Possession Does Not Equal Control

The Blues headed back home having enjoyed an overall 67% possession, and 71% in the second half. Through all of that, they efforted themselves to just two shots on target. Up until the red card, Pompey never looked like being able to corral Cambridge, who broke upfield with disconcerting regularity. Even following the red card, the visiting side were still giving away petulant fouls, dropping crosses onto the head of the first man, and smashing spray-and-pray efforts into the shins of a resolute home defence.

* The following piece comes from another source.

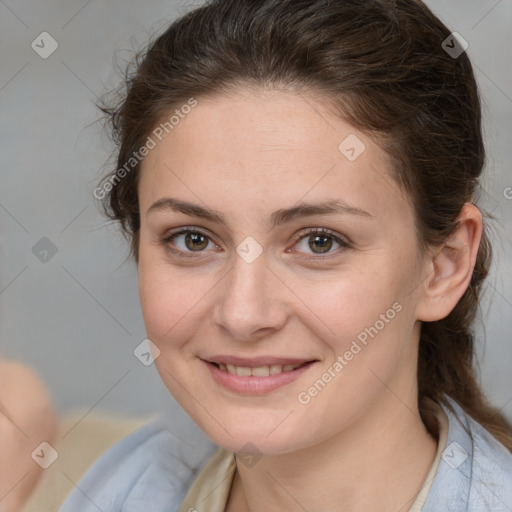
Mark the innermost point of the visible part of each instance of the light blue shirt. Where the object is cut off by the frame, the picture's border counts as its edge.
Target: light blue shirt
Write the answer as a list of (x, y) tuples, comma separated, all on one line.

Enjoying much of the ball does mean that you control the game, nor its tempo, not the other side’s capacity to get at you. To illustrate this, it’s numbers time. 

Cambridge had six shots on target, and completed 128 passes.

Pompey had two shots on target, and completed 345 passes.

The home side averaged a shot on target every 21 passes. The away side averaged a shot on target every 172 passes.

Does this read like a side that had control of the game? Bear in mind also that both sides went an entire half without a shot on target. There seems to be a misperception that quantity of possession means control. Do not get it twisted; this was an ugly, scrappy, tense, dramatic affair that at some point was mercifully ended. A classic, it was not.

Player Ratings

Gavin Bazunu – 6 – Saved what he had to, most of it was straight at him.

Kieron Freeman – 6 – Not great, not terrible.

Sean Raggett – 6 – Some interesting tussles with Ironside. Won as may as he lost in the first half.

Connor Ogilvie – 6 – Might need a new nose. 

Mahlon Romeo – 7 – The reason Pompey took another clean sheet home.

Reeco Hackett – 5 – Struggled in both halves of the pitch.

Shaun Williams – 5 – No real presence in the game. Booked for sending Brophy into a different post code.

Joe Morrell – 6 – Moves the ball around quicker than most, just unable to do anything truly incisive. 

Marcus Harness – 6 – A smattering of poor deliveries, offset by two well-worked opportunities should have seen him leave with two assists if not for awful shooting.

Ronan Curtis – 5 – Never looked like being the game-changer.

George Hirst – 5 – Battled hard early on, faded massively as the game wore on.

SUBSTITUES

Michael Jacobs (on in 76th) – 6 – Nearly found the net with a Dambusters effort.

Lee Brown (on in 81st) – 5 – Not much conviction in anything he did.